Je ne le traduirai pas parce que de toute façon personne ne connaît cette plante en France. C'est de l’Aspérule... d'ailleurs j'avais cherché à l'époque pour savoir ce que c'était. Sinon il ne me manque pas grand-chose ici, effectivement.

JL : D'accord. Donc ton intégration s'est bien déroulée en particulier grâce à
l'apprentissage du Kölsch visiblement ?

Thibault : Oui, ça permet aussi un sujet de conversation. C'est vrai que les gens de la région, même de nos âges, il y en a certains qui parlent un peu le Kölsch, et le fait de pouvoir sortir une ou deux phrases fait toujours plaisir.

JL : Est-ce qu'il y a d'autres activités associatives qui t’ont permis de découvrir un petit peu l'Allemagne ?

Thibault : Oui. Avec ma femme, on a monté un groupe d’aide aux sans-abris et aux personnes dans le besoin à Cologne. On l'a appelé "Ori Bollerwagen".

JL : Warum, warum ?

Thibault : Warum, warum… Ori, c’est notre chien. C'est un pékinois qu'on a pris dans un refuge il y a deux ans. Et Bollerwagen, c'est le nom d'un petit chariot qu'on peut traîner derrière nous. Quand on a commencé, on est allés dans les rues de la ville avec nos petits chariots pour distribuer aux personnes dans le besoin, à manger, des sous-vêtements, des produits d'hygiène, ces choses-là. Comme c'était l'hiver, aussi des sacs de couchage...

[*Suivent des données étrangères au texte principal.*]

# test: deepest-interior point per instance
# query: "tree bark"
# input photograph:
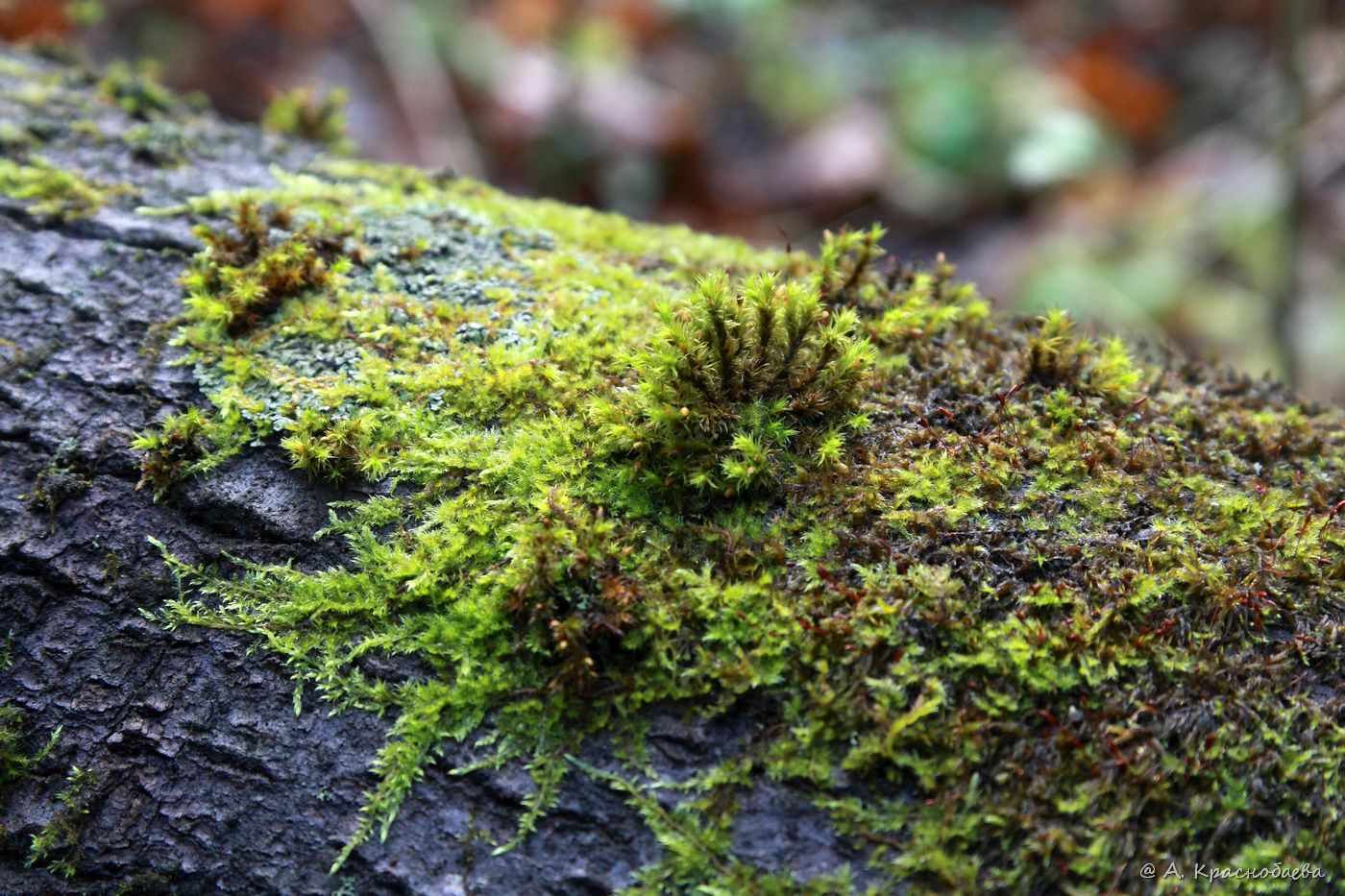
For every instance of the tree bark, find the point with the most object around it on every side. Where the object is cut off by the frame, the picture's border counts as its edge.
(205, 778)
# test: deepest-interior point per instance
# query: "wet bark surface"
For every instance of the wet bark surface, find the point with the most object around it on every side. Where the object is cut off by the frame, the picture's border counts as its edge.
(205, 777)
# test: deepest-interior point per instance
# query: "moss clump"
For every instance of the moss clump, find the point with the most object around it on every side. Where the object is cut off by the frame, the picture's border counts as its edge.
(49, 191)
(15, 762)
(569, 593)
(1015, 613)
(1059, 355)
(311, 114)
(248, 269)
(740, 389)
(136, 89)
(57, 845)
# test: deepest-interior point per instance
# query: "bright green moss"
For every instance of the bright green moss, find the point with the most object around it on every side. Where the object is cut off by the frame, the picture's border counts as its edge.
(49, 191)
(1015, 611)
(136, 89)
(15, 762)
(305, 111)
(57, 845)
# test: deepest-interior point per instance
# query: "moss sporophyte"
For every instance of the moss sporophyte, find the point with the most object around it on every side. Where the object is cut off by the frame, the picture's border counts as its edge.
(1011, 608)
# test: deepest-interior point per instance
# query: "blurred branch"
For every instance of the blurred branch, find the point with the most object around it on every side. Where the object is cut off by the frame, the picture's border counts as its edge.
(423, 90)
(1295, 20)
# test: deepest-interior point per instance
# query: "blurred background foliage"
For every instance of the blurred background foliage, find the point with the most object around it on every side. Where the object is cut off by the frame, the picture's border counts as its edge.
(1169, 168)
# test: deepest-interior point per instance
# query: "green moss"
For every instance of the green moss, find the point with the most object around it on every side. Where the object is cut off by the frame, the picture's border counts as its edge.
(1013, 610)
(739, 390)
(57, 845)
(136, 89)
(49, 191)
(311, 114)
(15, 762)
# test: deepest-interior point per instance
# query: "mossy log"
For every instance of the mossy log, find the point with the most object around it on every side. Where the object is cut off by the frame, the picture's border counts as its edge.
(363, 529)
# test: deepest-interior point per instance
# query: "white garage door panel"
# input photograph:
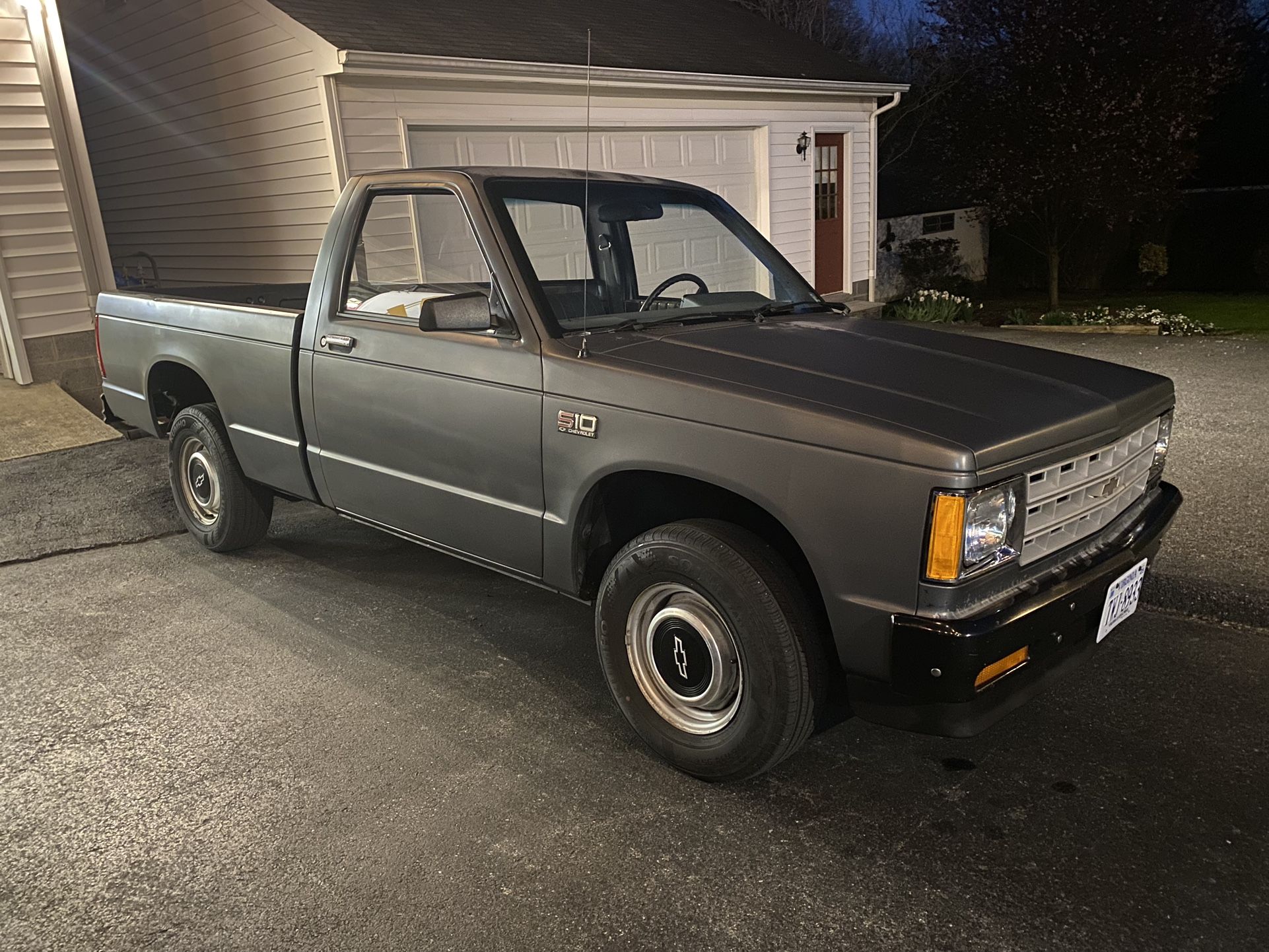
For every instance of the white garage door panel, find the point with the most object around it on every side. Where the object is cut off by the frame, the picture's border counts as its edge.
(720, 160)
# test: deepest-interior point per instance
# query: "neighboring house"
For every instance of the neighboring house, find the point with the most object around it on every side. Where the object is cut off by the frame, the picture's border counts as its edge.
(52, 250)
(911, 209)
(221, 131)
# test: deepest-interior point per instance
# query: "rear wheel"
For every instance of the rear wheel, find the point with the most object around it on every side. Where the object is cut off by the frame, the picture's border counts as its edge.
(711, 649)
(220, 507)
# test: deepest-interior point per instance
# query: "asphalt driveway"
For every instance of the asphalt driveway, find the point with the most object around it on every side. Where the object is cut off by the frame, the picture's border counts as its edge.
(339, 740)
(1216, 559)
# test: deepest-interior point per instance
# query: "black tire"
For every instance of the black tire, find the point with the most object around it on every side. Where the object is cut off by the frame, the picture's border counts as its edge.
(780, 656)
(238, 510)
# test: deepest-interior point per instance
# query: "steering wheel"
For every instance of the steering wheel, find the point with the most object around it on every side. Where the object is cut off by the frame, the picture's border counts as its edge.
(656, 292)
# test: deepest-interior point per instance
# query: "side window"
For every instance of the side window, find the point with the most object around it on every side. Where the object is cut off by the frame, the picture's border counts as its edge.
(413, 246)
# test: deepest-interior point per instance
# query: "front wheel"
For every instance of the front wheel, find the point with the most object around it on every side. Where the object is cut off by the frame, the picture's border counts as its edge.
(220, 507)
(711, 649)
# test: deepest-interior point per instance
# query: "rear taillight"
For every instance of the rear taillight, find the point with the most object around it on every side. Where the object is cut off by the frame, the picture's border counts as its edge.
(97, 337)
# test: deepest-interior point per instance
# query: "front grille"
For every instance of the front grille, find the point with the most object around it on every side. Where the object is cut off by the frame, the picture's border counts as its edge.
(1075, 498)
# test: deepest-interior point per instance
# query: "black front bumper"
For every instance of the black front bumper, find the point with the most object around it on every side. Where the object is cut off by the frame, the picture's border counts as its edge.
(1057, 626)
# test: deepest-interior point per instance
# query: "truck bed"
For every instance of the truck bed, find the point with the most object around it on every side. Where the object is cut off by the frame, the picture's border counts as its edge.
(244, 351)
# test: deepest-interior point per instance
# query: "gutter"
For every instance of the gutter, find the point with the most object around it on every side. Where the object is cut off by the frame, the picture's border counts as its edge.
(872, 217)
(360, 63)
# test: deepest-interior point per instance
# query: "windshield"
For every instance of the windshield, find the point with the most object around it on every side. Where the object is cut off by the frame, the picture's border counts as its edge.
(651, 254)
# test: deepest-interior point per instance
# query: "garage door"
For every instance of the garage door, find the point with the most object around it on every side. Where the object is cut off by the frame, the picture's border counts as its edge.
(721, 160)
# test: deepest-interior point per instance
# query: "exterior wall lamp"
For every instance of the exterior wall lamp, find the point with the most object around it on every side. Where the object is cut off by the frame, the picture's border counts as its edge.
(804, 145)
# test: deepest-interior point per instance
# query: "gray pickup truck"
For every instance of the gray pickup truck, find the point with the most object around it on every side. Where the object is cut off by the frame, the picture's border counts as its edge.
(615, 388)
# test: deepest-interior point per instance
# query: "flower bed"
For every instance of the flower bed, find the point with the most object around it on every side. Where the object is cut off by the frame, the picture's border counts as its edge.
(1138, 316)
(933, 306)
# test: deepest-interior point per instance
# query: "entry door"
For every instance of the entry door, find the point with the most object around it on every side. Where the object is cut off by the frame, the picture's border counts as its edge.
(830, 217)
(436, 433)
(720, 160)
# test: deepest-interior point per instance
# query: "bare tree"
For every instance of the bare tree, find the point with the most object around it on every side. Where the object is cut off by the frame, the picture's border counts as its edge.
(1081, 112)
(833, 23)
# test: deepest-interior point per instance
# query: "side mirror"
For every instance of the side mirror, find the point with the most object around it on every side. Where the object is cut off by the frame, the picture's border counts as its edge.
(467, 312)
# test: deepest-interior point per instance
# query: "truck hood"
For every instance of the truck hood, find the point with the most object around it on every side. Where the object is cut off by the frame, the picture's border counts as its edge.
(908, 393)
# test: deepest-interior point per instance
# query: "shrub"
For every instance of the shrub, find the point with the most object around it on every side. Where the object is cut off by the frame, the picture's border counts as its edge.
(930, 262)
(934, 306)
(1168, 324)
(1153, 262)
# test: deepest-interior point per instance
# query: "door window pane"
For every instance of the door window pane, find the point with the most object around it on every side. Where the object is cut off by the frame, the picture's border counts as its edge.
(827, 182)
(414, 246)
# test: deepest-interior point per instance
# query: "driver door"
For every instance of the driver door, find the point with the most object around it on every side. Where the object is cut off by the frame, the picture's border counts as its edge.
(433, 433)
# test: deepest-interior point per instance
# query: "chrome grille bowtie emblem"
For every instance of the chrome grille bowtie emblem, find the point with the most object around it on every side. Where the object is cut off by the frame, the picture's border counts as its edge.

JL : D'accord. Et de quelle façon est-ce qu'on peut vous aider matériellement ou alors éventuellement sur place ? Est-ce que vous avez une adresse ou un site internet que vous avez créé ?

Thibault : Alors, on a une page Facebook qui s'appelle Ori Bollerwagen on a un site internet qui s'appelle www.ori-bollerwagen.de.

JL : On mettra un lien dans le podcast pour que les gens qui sont sur place et qui souhaiteraient vous aider, puissent aussi le réaliser. Est-ce que vous avez aussi une liste ?

Thibault : Oui, on a une liste. Je ne vais pas faire de liste par audio parce que c'est quelque chose qui évolue aussi, qu’on met à jour régulièrement. Par contre, on a une liste sur le site internet et sur la page Facebook et une liste de souhaits Amazon, où on peut commander directement les choses et qui arrivent directement chez nous, ce qui est le plus pratique pour la plupart des gens. Comme ça, on a des gens qui nous envoient des choses de n'importe où en Allemagne. On a même des dons qu'on a eu à partir de France ou de la Suisse.

JL : Ah d’accord. Ce n’est pas seulement de bouche à oreille mais ça, c’est vraiment…

Thibault : De bouche à l’oreille... par Facebook justement on est arrivés un peu partout.

JL : Très belle initiative. D’accord on mettra le lien sur le podcast et puis j'espère qu'il y aura des personnes qui se manifesteront par ce biais-là. Je te remercie Thibault. Et donc bonne continuation avec cette belle initiative !

Thibault : Merci à toi et bonne continuation.